Durante décadas, una de las ideas más extendidas en la psicología fue que la personalidad quedaba prácticamente definida al llegar a la adultez. Sin embargo, las investigaciones más recientes muestran un panorama mucho más dinámico, si bien existen rasgos relativamente estables, la personalidad puede modificarse a lo largo de toda la vida.
La evidencia científica acumulada en los últimos 20 años coincide en un punto central, las personas cambian, aunque no de manera abrupta ni en todos los aspectos por igual. Experiencias vitales, relaciones afectivas, responsabilidades laborales, la crianza de hijos e incluso procesos terapéuticos pueden influir en la forma en que pensamos, sentimos y nos comportamos.
Los psicólogos suelen estudiar la personalidad a través del modelo de los "Cinco Grandes" (Big Five), que evalúa cinco dimensiones principales: apertura a la experiencia, responsabilidad o escrupulosidad, extraversión, amabilidad y neuroticismo.
Según una revisión de investigaciones longitudinales realizada por los reconocidos psicólogos Brent Roberts y Daniel Mroczek, la personalidad continúa desarrollándose durante toda la adultez. Los estudios muestran que, en promedio, las personas tienden a volverse más responsables, emocionalmente estables, cálidas y seguras de sí mismas con el paso de los años.
"Las personas muestran aumentos en la confianza en sí mismas, la calidez interpersonal, el autocontrol y la estabilidad emocional a medida que envejecen", concluyen Roberts y Mroczek en uno de los trabajos más citados sobre desarrollo de la personalidad.
El principio de madurez
Este fenómeno es conocido en psicología como "principio de madurez". La teoría sostiene que, a medida que los individuos asumen nuevos roles sociales, como trabajar, convivir en pareja o criar hijos, desarrollan rasgos que favorecen la adaptación a esas responsabilidades.
Las mayores transformaciones suelen producirse entre los 20 y los 40 años, una etapa en la que aumentan significativamente la responsabilidad, la estabilidad emocional y la capacidad de autorregulación. Sin embargo, investigaciones posteriores detectaron modificaciones también durante la mediana edad y la vejez.
¿Qué rasgos cambian más?
Los estudios longitudinales sugieren algunas tendencias generales:
- La responsabilidad aumenta con la edad.
- La estabilidad emocional suele mejorar y disminuye la tendencia a experimentar ansiedad constante.
- La amabilidad tiende a crecer, especialmente en edades avanzadas.
- La extraversión puede mantenerse relativamente estable, aunque algunos componentes sociales disminuyen con los años.
- La apertura a nuevas experiencias suele alcanzar su punto máximo en etapas más tempranas y puede reducirse gradualmente en la vejez.
Por supuesto, estas tendencias representan promedios poblacionales. Cada persona sigue una trayectoria única influenciada por su historia, contexto social y experiencias de vida. La investigación también encontró que acontecimientos significativos pueden acelerar ciertos cambios.
Un estudio realizado por el psicólogo Daniel Mroczek y el investigador Avron Spiro, que siguió durante más de una década a más de 1.600 adultos, detectó que factores como el matrimonio, la viudez y otros eventos relevantes estaban asociados con modificaciones medibles en rasgos de personalidad.
Además, la evidencia actual indica que las características de personalidad responden a los entornos sociales y culturales en los que viven las personas.

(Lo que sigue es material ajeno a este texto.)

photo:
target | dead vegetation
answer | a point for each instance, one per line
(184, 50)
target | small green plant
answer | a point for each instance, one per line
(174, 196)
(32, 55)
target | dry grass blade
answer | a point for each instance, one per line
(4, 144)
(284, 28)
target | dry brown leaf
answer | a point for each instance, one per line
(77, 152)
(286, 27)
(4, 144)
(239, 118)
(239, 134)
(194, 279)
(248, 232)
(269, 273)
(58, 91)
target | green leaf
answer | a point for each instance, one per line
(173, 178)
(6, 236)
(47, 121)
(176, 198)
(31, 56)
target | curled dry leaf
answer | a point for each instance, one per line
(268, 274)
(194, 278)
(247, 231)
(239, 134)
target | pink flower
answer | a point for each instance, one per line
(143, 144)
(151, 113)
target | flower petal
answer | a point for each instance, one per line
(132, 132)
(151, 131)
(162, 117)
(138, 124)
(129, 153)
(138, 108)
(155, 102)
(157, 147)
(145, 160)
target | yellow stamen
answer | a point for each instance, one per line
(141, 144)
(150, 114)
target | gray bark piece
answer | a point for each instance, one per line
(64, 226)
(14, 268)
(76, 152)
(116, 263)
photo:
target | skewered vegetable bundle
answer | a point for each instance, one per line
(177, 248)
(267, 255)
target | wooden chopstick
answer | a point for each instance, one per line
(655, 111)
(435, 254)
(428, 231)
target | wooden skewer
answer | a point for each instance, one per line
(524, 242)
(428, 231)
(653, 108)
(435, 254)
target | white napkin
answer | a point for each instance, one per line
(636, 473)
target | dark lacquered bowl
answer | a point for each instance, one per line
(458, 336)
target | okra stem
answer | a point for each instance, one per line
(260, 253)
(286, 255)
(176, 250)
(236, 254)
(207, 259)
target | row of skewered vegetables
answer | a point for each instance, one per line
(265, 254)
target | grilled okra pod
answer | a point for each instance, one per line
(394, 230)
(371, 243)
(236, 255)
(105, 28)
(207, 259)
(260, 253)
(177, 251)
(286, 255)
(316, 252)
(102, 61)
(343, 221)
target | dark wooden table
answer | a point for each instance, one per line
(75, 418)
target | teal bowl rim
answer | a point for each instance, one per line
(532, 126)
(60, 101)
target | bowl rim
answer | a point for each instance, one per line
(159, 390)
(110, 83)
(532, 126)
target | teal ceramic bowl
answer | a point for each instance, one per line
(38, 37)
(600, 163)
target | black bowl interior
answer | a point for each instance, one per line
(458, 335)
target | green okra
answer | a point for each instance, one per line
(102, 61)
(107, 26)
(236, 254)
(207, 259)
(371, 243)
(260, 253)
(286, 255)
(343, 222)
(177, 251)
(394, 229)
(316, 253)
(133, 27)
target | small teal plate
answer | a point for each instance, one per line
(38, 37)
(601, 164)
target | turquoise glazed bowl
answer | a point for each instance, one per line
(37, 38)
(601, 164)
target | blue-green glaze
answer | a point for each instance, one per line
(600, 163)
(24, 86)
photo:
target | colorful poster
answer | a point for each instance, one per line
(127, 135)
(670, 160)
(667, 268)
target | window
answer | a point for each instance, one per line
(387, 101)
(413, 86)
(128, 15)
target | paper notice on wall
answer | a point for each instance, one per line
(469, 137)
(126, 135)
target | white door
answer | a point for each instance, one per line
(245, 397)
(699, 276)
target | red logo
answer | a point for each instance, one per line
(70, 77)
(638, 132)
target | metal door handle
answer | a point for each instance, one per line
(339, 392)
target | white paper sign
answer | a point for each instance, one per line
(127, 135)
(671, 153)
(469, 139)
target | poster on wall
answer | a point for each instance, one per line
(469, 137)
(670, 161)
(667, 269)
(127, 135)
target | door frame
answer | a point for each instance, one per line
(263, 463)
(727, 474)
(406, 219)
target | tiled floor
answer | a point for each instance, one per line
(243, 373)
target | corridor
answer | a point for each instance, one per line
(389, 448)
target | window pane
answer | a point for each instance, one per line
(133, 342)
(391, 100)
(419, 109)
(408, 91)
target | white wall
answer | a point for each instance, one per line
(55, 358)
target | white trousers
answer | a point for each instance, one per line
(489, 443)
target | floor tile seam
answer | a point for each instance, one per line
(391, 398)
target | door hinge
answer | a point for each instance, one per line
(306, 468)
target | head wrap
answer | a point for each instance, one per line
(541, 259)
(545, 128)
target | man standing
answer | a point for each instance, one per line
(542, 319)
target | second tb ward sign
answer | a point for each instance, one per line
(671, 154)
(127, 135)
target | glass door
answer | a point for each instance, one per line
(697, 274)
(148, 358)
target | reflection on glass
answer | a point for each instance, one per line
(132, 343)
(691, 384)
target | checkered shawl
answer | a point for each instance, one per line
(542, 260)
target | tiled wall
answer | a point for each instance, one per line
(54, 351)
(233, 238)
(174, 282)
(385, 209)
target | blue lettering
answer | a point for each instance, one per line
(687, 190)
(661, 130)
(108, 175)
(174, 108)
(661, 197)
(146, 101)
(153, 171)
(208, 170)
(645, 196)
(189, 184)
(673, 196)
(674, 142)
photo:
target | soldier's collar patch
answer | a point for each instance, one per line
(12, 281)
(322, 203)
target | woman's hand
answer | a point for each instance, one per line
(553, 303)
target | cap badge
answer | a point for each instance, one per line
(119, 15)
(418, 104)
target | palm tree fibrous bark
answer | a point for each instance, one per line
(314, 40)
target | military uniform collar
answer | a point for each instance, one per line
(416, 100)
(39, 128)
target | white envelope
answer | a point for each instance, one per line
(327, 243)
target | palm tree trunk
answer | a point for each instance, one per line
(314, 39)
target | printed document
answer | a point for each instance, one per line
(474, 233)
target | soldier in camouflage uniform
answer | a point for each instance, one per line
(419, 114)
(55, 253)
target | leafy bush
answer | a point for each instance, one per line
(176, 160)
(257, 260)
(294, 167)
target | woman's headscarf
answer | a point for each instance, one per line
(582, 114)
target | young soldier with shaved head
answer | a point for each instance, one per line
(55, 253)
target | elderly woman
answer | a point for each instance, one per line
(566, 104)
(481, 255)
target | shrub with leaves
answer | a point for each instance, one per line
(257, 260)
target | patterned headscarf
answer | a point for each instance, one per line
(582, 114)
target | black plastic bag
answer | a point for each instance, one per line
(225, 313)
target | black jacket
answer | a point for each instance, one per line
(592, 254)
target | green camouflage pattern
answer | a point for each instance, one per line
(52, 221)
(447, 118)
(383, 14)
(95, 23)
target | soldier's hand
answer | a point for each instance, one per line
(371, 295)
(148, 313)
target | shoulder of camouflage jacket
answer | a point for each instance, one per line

Investigaciones interculturales realizadas en Estados Unidos y Japón encontraron que la evolución de algunos rasgos puede variar según el contexto social y las experiencias compartidas por cada sociedad.
¿La terapia puede cambiar la personalidad?
Mroczek, actualmente profesor de Psicología y Medicina Social en la Universidad Northwestern, señaló que la personalidad posee una "plasticidad" mayor de la que se creía décadas atrás. En sus trabajos sobre envejecimiento saludable destaca que los rasgos pueden modificarse mediante intervenciones psicológicas y cambios sostenidos en los hábitos de vida.
La idea de que alguien es "así y no puede cambiar" pierde fuerza frente a una evidencia científica que muestra justamente lo contrario: las personas conservan cierta estabilidad, pero también mantienen capacidad de transformación durante toda la vida.
Los investigadores distinguen entre la estabilidad relativa y el cambio absoluto. En otras palabras, una persona puede seguir siendo más introvertida o más extrovertida que quienes la rodean, pero aun así modificar gradualmente sus niveles de sociabilidad, autocontrol o estabilidad emocional con el paso de los años.